В своей «Философии искусства» он рассматривает литературные жанры и, в частности, роман, в котором «на частном или ограниченном материале осуществляется изображение более значимое и как бы более безразличное» [4, с. 457]. Роман «должен быть зеркалом мира, по меньшей мере, зеркалом века и, таким образом, частной мифологией» [4, с. 461]. В качестве примеров мифологии, «созданной гением одного человека», он приводит героев романов «Гамлет», «Дон Кихот». Он относит их, а также образы «Божественной комедии» и «Фауста» к «мифам Нового времени». Мифологизм романов он характеризует как «самую удивительную, содержательную и живописную картину жизни» [4, с. 465].
Немецкий философ и культуролог Эрнст Кассирер в первой половине XX столетия разработал символическую теорию мифа, которая рассматривает мифологию наряду с языком и искусством как «автономную символическую форму культуры, отмеченную особым способом объективации чувственных данных и одновременно как замкнутую систему, объединенную и характером функционирования, и способом моделирования окружающего мира» [1, с. 169]. Миф он называет формой человеческого мышления и, таким образом, усматривает связь между мифом и языком [5, с. 247]. Кассирер отмечает активную, творческую силу знака в мифе и языке, в художественном творчестве [5, с. 35].

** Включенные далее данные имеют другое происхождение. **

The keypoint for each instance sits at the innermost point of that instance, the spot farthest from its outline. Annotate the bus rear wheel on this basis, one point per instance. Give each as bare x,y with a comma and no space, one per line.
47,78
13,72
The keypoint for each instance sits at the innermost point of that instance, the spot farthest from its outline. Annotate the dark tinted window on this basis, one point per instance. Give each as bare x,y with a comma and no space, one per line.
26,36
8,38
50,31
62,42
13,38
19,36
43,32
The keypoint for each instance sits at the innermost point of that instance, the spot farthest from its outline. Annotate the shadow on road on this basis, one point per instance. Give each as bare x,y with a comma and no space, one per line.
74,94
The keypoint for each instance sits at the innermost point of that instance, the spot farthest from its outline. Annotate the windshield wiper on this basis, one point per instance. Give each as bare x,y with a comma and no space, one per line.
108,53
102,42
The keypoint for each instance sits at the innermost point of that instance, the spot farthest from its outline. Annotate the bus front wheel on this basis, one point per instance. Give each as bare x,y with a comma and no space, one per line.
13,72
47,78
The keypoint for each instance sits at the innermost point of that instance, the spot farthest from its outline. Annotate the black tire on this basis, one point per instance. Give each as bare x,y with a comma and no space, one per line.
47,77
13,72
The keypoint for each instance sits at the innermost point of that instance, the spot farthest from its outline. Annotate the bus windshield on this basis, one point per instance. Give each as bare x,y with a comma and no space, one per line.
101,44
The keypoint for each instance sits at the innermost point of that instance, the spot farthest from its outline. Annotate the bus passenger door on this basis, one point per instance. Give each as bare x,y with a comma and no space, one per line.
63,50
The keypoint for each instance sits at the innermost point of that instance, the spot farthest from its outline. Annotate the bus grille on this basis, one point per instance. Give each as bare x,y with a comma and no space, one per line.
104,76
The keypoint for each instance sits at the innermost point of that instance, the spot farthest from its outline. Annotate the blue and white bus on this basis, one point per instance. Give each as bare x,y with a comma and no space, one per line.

Роман о Робинзоне подобно мифу, насыщенному художественными образами, имеющими определенное знаковое выражение, отвечает на вопросы о жизни человека, его месте в мире. Его можно охарактеризовать как приключенческий, роман воспитания, философский, как аллегорическую притчу, рассматривающую вопросы религии и идеи просветителей, в частности, учение Джона Локка о человеческом разуме. Пытаясь выжить в дикой природе, Робинзон познает окружающую среду. Он детально описывает все происходящее вокруг и, называя каждый предмет, строит жизнь вокруг себя «по образу и подобию», соответственно идеям своей эпохи. Таким образом, Робинзон покоряет
дикую природу благодаря знаниям и опыту цивилизованного человека.

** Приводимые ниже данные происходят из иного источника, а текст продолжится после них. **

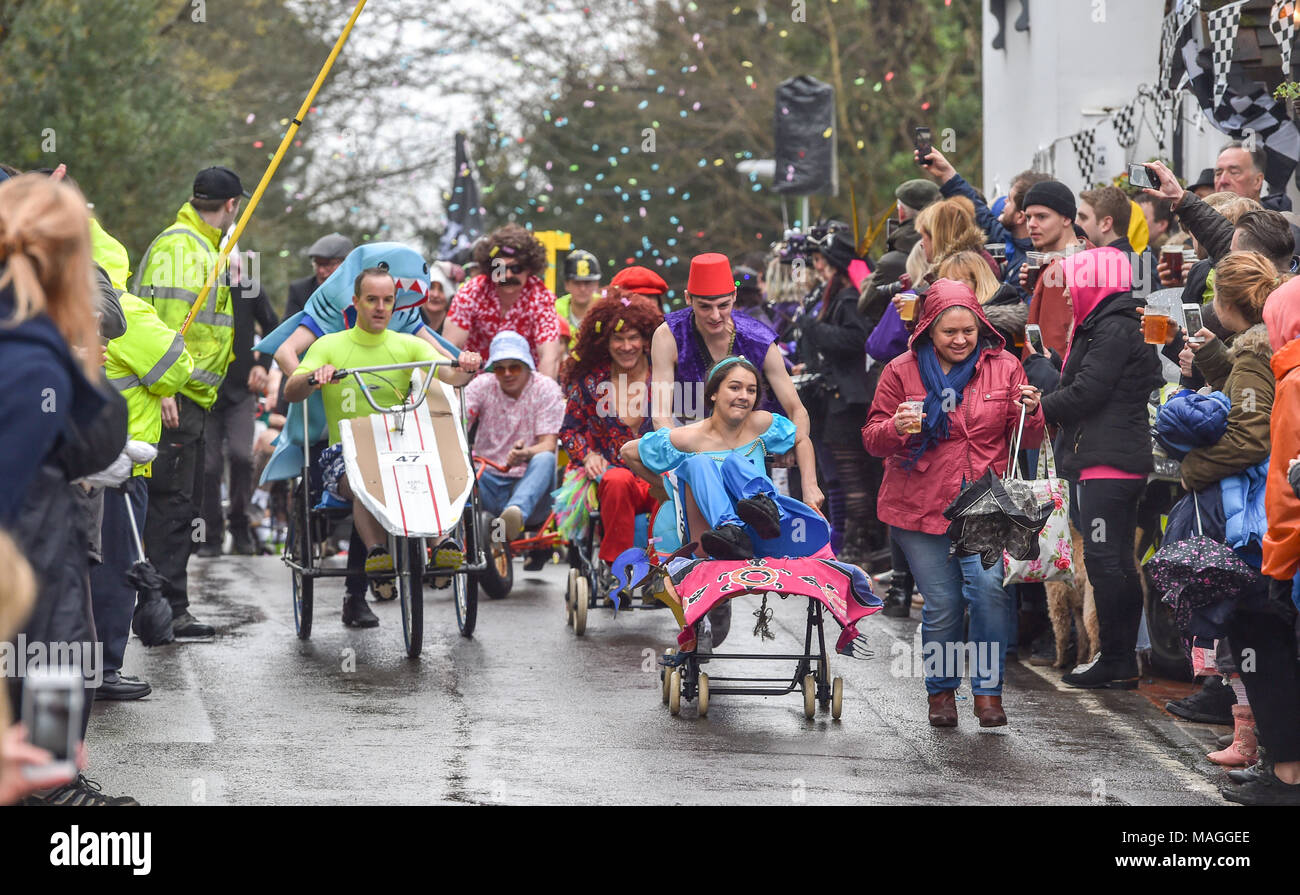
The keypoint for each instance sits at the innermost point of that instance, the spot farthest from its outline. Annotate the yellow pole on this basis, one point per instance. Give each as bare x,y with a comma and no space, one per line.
273,165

Труд и время - это ресурсы, которые Робинзон использует, чтобы ответить на вызов судьбы: "It was in vain to sit still and wish for what was not to be had" [6, р. 44] («Бесполезно было сидеть сложа руки и мечтать о том, чего нельзя было получить») [7, с. 78]; "I had never handled a tool in my life, and yet in time, by labour, application and contrivance, I found at last that I wanted nothing but I could have made it, especially if I had tools". "If I had wanted a board, I had no other way but to cut down a tree, set it on edge before me and hew it flat on either side with my axe" [6, р. 56]. «Ни разу в жизни до тех пор я не брал в руки столярного инструмента, и тем не менее благодаря трудолюбию и прилежанию я мало-помалу так наловчился, что несомненно мог бы сделать что угодно, в особенности располагая таким инструментом. Так, например, когда мне нужна была доска, я должен был срубить дерево, очистить ствол от ветвей и, поставив его перед собой, обтесывать с обеих сторон до тех пор, пока он не приобретал необходимую форму» [7, с. 98]. Труд является одним из ключевых моментов в ответе на вопрос о выживании Робинзона.

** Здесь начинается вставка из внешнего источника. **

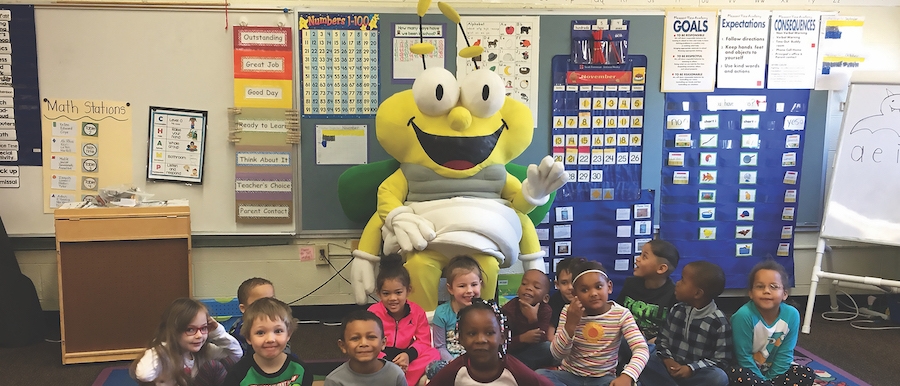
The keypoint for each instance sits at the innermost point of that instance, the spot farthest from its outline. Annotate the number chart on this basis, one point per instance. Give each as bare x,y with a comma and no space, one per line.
598,125
339,56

Однако труд этот должен быть осмысленным, чтобы привести к желаемому результату, как, например, в случае с созданием лодки: первая необдуманная попытка оказалась тщетной потому, что лодка была слишком тяжелой и находилась далеко от моря. Таким образом, разум приобретает не менее важное значение в решении вопроса о выживании. В начале своей истории Робинзон подмечает, что пока все вновь приобретенные вещи находились в беспорядке, от них не было большой пользы: «at first it was a confused heap of goods, which, as they lay in no order, so they took up all my place: I had no room to turn myself» [6, р. 56]. («Первое время вещи были свалены в кучу, перемешаны как попало и загромождали все пространство, так что мне негде было повернуться») [7, с. 97]. Пока вокруг Робинзона нет порядка, он не может начать действовать.
Так и человеческий разум, не разложив все факты перед собой по порядку, не может ориентироваться. Порядок - обеспечение более легкого и комфортного существования. Робинзон не просто создает вокруг себя мир вещей, но и награждает каждую вещь определенным названием, заставляя все вокруг функционировать в своем воображении как модель общества. Так, например, частокол вокруг палатки и пещеры он называет своей крепостью (fortification или sea-coast house) и замком (palace), еще одной
палатке, построенной на равнине, он дает имя дачи (country-house). Своих животных он называет семьей: «It would have caused a stoic smile, to have seen me and my little family sit down to dinner: there was my majesty, the prince and lord of the whole island» [6, р. 125]. «Прежде всего восседал я, его величество король и повелитель острова, полновластно распоряжавшийся жизнью всех своих подданных; я мог казнить и миловать, дарить и отнимать свободу, и никто не выражал неудовольствия» [7, с. 175].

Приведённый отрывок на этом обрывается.